We investigate the effects of magnetic field geometry on energy injection and dissipation, current sheet formation, magnetic reconnection rates and plasma dynamics in the solar corona when energized by random foot point motions. Using a series of 3D magnetohydrodynamics simulations, we compared the effects of high- and low-amplitude random velocity drivers acting on two different initial magnetic fields; (a) a uniform field case and (b) a tectonics case, in which the field is anchored in localized flux patches. In all simulations, the imposed drivers stress the field, generating small scales and leading to energy dissipation through Ohmic and viscous heating. The rates of energy injection, current formation, magnetic reconnection, and the associated energy dissipation are higher when the field is concentrated in flux patches at the simulation boundary. As such, expected heating rates are larger with a tectonics field.
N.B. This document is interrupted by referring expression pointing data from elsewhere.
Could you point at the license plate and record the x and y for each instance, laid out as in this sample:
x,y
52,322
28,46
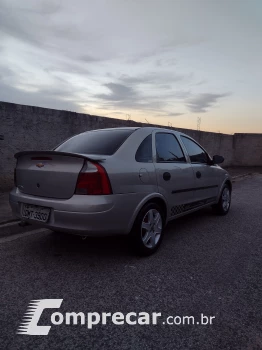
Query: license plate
x,y
35,212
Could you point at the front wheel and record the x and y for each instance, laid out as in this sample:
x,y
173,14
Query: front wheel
x,y
147,232
223,206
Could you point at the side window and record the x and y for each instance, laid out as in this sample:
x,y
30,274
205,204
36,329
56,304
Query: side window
x,y
168,148
144,152
196,153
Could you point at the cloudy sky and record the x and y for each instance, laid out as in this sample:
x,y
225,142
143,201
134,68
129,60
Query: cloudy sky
x,y
166,61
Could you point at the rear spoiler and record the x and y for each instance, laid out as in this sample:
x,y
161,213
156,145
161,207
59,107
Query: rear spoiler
x,y
55,153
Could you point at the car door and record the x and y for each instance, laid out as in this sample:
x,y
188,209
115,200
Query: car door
x,y
175,176
205,172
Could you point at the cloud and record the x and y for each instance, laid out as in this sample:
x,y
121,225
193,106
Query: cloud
x,y
202,102
127,97
159,77
118,93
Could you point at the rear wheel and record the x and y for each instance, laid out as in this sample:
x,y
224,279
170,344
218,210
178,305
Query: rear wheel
x,y
147,232
223,206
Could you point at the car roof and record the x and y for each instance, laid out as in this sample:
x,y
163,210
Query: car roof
x,y
152,128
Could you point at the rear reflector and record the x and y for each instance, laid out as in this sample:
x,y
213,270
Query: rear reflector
x,y
41,158
15,177
93,183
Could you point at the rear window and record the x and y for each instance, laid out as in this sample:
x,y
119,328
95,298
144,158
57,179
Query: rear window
x,y
104,142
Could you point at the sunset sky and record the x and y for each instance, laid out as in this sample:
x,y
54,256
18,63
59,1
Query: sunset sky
x,y
168,62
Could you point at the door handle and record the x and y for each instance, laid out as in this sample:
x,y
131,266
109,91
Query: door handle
x,y
198,174
166,176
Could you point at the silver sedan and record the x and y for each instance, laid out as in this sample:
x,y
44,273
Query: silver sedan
x,y
128,181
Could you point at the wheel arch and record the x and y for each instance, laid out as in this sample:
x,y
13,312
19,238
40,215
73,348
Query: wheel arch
x,y
152,198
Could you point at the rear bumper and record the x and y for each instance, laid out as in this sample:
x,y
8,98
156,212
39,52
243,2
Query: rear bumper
x,y
84,215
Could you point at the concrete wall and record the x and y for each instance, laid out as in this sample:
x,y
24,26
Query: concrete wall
x,y
34,128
However, when high-amplitude driving is imposed on an initially uniform field, flux patches spontaneously form as the field evolves to become a tectonics field. As a result, energy injection and dissipation rates converge to become independent of the initial field state in the high-amplitude cases. As coronal field foot points are typically embedded in concentrated flux patches, we confirm that tectonics is a viable model for coronal heating. Unsurprisingly, we find that the nature of an initial field only influences heating rates as long as this field persists. However, whether solar atmospheric heating is dominated by transverse foot-point motions, as considered here, or by flux emergence events remains an unanswered question.